Story at a glance
- The most recent results from the National Assessment of Educational Progress revealed that 40% of eighth graders tested below average in the basics of U.S. history in 2022.
- U.S. history scores on the assessment have continued to decline since 2014.
- Patriotism has diminished as well, according to a Wall Street Journal-NORC poll.
WASHINGTON (NewsNation) — As the United States and Allied countries remember D-Day on its 80th anniversary, there are many young Americans who may not even know what happened on that fateful day.
In fact, the most recent results from the National Assessment of Educational Progress, otherwise known as the Nation’s Report Card, revealed that 40% of eighth graders tested below average in the basics of U.S. history in 2022.
Lack of basic history knowledge
This means that 40% of the young students tested lack the basic proficiency and knowledge in history — they can’t identify simple historical dates or concepts from the founding of the U.S. to the Civil War to D-Day.
Students are unable to recite what an event was, when it happened or why it even mattered.

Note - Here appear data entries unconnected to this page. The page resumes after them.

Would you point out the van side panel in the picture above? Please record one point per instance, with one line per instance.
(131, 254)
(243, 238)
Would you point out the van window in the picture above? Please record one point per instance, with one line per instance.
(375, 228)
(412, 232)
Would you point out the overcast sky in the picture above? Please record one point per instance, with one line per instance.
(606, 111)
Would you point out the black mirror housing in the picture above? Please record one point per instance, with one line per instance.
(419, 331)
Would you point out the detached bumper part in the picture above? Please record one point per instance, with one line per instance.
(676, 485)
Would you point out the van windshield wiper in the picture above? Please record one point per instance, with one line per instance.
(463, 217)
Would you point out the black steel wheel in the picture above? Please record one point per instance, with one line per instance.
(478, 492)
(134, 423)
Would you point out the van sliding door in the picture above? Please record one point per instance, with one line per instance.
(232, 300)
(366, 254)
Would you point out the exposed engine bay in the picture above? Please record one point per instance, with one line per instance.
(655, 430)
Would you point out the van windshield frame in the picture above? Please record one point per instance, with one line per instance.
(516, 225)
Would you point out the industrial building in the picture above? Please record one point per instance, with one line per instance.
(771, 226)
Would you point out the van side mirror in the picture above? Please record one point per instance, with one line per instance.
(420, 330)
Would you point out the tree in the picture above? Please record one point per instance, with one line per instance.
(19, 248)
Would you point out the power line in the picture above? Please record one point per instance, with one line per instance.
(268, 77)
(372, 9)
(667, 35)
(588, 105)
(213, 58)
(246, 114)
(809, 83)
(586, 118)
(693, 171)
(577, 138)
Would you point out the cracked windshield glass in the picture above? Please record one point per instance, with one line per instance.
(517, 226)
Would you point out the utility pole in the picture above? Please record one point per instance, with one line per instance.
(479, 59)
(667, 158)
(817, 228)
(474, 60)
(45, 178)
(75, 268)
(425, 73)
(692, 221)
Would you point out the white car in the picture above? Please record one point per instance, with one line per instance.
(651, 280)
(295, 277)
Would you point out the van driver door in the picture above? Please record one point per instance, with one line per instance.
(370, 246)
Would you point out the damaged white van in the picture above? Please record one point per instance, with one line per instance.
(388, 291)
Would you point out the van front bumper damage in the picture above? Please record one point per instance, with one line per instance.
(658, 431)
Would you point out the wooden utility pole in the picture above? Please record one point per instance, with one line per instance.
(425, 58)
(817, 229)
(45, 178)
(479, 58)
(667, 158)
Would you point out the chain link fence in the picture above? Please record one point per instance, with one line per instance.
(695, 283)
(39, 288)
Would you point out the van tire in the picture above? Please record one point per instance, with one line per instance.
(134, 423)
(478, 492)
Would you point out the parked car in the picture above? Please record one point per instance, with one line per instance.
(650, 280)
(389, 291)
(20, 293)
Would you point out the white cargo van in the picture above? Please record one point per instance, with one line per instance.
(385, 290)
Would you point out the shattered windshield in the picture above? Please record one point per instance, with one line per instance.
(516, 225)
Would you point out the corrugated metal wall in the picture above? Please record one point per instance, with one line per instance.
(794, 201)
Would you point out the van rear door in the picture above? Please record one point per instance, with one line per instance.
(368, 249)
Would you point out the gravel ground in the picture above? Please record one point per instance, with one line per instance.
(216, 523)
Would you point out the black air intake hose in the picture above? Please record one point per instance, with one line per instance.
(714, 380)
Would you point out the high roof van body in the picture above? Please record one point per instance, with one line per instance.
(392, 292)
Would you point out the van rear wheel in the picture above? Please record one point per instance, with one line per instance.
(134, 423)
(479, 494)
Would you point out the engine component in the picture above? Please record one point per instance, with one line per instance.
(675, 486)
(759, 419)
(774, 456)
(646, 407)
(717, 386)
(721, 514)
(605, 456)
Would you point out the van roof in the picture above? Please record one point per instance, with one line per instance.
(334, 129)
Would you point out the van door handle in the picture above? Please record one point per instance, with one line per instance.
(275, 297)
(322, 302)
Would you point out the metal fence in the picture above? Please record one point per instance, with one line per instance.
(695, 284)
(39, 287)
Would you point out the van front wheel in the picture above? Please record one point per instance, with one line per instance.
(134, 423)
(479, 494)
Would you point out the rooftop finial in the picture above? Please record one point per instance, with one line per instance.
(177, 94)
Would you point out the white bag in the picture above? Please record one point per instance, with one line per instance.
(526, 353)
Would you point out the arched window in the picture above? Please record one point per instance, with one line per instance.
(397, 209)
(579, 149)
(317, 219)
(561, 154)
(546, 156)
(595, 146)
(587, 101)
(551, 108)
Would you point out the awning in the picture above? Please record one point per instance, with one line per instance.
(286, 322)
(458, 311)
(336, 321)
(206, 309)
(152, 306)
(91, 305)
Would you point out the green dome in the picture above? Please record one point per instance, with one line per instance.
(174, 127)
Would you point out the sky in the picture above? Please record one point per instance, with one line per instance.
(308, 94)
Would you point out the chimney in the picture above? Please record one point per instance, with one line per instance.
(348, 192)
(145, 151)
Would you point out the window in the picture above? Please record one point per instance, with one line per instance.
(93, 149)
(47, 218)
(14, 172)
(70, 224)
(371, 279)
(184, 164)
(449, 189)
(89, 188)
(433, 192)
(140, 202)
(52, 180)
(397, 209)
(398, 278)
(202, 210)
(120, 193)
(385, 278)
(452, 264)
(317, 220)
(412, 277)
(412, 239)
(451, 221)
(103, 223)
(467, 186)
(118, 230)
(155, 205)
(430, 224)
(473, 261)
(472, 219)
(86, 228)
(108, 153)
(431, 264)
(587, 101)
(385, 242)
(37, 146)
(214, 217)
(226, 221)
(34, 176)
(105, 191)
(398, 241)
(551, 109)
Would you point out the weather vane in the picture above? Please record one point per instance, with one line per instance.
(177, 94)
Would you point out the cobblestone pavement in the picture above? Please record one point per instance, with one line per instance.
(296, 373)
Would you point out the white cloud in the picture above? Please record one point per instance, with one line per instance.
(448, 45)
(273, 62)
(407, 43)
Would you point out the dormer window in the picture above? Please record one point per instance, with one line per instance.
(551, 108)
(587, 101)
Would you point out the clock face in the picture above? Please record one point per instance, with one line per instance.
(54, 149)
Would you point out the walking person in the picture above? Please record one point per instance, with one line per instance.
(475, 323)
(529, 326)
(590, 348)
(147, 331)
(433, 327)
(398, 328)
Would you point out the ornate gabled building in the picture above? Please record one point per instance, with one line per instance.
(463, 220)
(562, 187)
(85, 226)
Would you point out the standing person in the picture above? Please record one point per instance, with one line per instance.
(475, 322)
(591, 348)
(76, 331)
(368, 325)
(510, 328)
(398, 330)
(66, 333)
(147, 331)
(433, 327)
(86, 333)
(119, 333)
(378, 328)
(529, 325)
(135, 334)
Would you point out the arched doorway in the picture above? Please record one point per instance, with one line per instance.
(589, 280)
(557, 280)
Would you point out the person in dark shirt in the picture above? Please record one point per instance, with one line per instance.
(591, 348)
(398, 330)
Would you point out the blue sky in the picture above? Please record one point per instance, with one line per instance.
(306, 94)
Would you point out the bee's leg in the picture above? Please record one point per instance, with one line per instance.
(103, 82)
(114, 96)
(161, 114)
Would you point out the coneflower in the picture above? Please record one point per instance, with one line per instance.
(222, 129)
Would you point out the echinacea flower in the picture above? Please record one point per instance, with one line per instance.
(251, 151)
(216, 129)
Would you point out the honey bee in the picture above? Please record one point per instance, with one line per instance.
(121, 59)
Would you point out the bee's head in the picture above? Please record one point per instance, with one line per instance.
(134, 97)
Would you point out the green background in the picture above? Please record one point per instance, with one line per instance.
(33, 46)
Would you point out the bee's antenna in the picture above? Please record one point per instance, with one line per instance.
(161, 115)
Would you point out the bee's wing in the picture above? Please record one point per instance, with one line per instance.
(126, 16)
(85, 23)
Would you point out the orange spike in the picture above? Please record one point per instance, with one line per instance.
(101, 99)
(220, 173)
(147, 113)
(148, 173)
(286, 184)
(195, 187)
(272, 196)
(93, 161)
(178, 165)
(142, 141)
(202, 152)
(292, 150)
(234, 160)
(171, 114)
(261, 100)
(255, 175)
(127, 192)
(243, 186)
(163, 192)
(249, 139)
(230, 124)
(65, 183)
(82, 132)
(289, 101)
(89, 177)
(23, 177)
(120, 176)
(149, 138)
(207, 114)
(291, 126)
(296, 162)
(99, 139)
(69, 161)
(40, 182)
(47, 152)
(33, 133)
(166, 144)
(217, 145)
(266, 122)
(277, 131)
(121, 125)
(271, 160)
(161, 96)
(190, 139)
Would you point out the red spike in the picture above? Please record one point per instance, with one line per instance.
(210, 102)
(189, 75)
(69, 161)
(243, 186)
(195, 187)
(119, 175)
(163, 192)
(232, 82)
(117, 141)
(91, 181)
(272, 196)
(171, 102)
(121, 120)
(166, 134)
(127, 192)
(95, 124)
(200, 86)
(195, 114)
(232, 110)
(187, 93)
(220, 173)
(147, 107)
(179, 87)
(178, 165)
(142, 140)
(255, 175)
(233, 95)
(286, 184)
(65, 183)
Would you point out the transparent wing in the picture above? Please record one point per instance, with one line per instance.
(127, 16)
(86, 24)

U.S. history scores on the assessment have continued to decline since 2014.
Not just the kids
The same assessment report showed more than 70% of adult Americans fail a basic civic literacy quiz on topics like the three branches of government, the number of Supreme Court justices and other basic functions of America’s democracy.
Only half of adults could correctly name the branch of government in which bills become laws — the legislative branch.
It’s not just history either. Patriotism has diminished as well, according to a Wall Street Journal-NORC poll.
About 38% of respondents said patriotism was very important to them, which is down from 70% in the same poll from 1998.